War Sport LVOA-C Colt Gray Rifle

The AR-15 is the single most popular rifle model currently in use by civilians in the United States. This isn’t just a review of another AR-15, it’s a review of a new approach to the entire type of firearm.

Re-thinking the AR-15 platform is a not a trivial exercise. It involves starting from scratch, considering the entire purpose of that type of rifle from the point of view of function. Everything is up for grabs: operating system, ammunition, barrel, rail system and the entire front end. If it’s time to re-build the AR-15 from the ground up, go all the way.

War Sport Industries of Robbins, North Carolina, has done exactly that. Their offering is the LVOA-C, an AR-15 model that is intended, and named, for low-visibility operations applications (LVOA) in a carbine package. It is designed as a tactical firearm with a difference.

War Sport LVOA Upper

The basic specifications: 7 lbs. unloaded (7½ lbs. with a 30-round magazine) and an overall length of 35½ in. (32¾ in. with a closed stock). The carbine has a 16¼ in. match-grade barrel with a 1:8 right-hand twist. The stock is a B5 Systems enhanced SOP-mod stock in low-visibility green with a Magpul XTM foregrip. It uses ambidextrous fire controls and magazine release. A “Top Hat” compensator comes standard. The War Sport LVOA-C is chambered for the .223 Wylde, but more on that later.

Overall, the War Sport LVOA-C has a unique profile, based on its proprietary barrel shroud. This is due to the integral muzzle brake/flash suppressor, the heart of the low-visibility design of the firearm. A “rail bungee” (shock cord) is also integral to the design – it is meant to be a tactical weapon, after all.

The LVOA carbine uses a direct gas-impingement (DGI) operating system, based on Eugene Stoner’s original design. There may be some shooters who will take exception with that choice, but, considering that the entire firearm has been considered as a new re-make of the AR-15 rifle platform, this is obviously a deliberate, considered decision.

Then there is the choice to chamber for .223 Wylde.
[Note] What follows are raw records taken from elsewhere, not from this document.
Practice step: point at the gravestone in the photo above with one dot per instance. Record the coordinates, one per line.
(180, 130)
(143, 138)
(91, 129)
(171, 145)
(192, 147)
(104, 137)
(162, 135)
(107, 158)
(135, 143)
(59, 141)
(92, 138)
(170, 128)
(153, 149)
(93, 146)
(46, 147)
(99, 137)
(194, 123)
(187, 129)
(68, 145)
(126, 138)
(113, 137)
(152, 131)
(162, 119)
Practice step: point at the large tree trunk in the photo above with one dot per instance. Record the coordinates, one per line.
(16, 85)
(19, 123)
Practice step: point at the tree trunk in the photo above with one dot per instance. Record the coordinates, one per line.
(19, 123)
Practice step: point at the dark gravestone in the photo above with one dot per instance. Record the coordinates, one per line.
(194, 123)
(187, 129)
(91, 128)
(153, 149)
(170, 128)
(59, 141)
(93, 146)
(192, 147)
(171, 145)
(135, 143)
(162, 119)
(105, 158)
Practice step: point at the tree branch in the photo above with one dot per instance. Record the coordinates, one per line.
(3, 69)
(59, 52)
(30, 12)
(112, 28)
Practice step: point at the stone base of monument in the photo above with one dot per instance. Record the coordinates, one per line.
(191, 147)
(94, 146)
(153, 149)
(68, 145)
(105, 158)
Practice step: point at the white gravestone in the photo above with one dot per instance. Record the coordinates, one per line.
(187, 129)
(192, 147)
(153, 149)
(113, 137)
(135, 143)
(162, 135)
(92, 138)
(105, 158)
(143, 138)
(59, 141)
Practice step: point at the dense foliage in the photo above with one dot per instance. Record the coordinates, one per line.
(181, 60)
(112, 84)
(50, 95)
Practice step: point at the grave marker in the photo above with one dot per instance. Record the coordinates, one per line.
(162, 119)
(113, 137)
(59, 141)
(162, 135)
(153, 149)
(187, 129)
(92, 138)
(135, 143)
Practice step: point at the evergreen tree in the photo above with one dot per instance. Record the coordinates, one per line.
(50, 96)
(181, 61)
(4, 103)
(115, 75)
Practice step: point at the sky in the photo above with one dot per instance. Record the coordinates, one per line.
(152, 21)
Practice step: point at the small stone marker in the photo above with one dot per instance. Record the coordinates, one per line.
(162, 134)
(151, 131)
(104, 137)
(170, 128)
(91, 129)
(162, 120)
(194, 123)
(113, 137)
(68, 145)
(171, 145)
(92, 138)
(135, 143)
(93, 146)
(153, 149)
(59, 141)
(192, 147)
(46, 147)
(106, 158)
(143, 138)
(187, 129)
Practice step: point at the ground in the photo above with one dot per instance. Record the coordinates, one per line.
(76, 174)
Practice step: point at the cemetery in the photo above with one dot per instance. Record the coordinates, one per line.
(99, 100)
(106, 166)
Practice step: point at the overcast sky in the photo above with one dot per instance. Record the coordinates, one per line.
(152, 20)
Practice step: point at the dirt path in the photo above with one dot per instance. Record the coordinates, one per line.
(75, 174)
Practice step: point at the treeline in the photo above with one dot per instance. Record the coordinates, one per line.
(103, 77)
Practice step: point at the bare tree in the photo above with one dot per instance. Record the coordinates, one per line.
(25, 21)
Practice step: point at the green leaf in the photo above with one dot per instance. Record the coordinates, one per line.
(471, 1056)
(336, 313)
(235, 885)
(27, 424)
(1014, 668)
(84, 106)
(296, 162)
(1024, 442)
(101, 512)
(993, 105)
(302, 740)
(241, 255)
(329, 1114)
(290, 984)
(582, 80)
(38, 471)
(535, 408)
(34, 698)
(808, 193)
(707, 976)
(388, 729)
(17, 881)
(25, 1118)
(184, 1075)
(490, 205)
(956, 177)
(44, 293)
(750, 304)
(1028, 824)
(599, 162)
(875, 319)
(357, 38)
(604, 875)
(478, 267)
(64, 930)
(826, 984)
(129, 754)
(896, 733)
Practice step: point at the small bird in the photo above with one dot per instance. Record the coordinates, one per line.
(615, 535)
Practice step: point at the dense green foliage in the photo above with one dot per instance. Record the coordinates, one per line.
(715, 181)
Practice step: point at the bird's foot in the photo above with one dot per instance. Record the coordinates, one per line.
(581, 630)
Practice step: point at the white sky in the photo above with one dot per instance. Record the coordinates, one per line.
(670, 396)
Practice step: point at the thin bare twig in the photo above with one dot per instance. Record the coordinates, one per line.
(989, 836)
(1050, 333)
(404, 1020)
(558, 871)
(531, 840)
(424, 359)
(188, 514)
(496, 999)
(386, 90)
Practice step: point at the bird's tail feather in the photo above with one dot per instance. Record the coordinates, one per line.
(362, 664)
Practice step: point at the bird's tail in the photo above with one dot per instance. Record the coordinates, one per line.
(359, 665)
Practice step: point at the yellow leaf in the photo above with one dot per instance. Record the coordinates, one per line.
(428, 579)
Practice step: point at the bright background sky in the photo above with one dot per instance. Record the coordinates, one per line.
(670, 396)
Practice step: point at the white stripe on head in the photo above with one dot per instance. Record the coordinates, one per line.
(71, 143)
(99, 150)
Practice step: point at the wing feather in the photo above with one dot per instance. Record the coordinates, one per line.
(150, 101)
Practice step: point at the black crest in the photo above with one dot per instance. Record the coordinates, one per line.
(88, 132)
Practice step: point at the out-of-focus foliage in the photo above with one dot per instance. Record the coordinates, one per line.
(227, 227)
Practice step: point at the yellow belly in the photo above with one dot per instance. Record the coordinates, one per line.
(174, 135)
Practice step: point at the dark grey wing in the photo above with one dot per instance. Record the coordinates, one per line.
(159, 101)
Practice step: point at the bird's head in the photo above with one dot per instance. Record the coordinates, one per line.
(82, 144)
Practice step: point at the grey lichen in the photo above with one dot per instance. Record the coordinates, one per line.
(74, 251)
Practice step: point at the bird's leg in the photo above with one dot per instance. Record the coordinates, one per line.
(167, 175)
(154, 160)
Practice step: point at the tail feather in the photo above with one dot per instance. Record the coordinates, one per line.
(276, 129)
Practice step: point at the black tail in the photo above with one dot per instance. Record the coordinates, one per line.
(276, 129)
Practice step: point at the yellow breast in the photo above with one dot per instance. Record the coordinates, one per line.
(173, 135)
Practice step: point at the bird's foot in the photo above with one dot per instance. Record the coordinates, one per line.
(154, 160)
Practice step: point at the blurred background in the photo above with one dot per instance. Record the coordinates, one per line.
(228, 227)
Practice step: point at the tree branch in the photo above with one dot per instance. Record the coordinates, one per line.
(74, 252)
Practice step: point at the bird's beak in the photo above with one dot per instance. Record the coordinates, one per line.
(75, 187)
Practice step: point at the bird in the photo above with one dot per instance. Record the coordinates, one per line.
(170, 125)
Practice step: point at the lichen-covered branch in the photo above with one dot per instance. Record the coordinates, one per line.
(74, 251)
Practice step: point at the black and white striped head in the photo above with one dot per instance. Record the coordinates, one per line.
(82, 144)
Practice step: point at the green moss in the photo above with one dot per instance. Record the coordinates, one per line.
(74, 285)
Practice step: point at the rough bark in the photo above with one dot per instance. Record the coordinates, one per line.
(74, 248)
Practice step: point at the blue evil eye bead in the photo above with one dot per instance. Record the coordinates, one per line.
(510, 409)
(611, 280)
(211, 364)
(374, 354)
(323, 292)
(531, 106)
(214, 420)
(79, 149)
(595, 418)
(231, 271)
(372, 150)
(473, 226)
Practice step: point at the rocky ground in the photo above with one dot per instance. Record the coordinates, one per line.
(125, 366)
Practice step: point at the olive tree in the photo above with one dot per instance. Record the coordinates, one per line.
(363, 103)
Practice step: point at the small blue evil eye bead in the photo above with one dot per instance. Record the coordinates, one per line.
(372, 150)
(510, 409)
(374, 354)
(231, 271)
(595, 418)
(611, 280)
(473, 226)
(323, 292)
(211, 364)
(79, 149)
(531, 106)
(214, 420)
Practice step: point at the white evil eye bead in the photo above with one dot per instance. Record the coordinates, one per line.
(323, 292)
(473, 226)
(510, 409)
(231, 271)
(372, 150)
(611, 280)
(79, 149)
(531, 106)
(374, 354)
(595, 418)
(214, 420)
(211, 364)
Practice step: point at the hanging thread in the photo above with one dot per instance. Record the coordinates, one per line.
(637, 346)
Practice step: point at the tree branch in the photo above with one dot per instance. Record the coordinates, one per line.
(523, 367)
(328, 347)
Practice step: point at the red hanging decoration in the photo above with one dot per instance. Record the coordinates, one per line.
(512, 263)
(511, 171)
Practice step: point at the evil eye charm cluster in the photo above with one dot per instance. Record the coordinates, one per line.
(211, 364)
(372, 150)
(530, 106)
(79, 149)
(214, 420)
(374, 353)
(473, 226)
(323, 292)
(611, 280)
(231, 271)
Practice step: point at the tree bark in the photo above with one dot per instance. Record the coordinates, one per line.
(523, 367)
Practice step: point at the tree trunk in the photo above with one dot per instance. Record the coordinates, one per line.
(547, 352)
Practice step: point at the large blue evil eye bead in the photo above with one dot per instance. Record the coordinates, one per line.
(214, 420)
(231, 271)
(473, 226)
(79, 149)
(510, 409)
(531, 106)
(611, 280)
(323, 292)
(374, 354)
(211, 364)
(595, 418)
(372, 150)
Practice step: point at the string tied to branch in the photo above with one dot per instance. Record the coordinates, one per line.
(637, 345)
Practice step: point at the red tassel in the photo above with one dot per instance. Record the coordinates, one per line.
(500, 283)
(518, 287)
This a forward-looking design developed by Bill Wylde of Greenup, Illinois, which allows a firearm to accept both the .223 Remington cartridge and the 5.56x45mm NATO round; it preserves the accuracy of the civilian round (particularly in match barrels), while helping to eliminate pressure and reliability failures with the more powerful military round.

War Sport Industries has shown strong leadership in firearm design and manufacturing since their founding in 2007. They are famous for their precision barrels, ammunition and military textile manufacturing, but their LVOA-C is destined to make them famous as visionary gunmakers. Considering that one of the items on the company’s value statement puts it – “we have no room for the status quo” – they’re just the one to come up with a new approach to the AR-15 platform.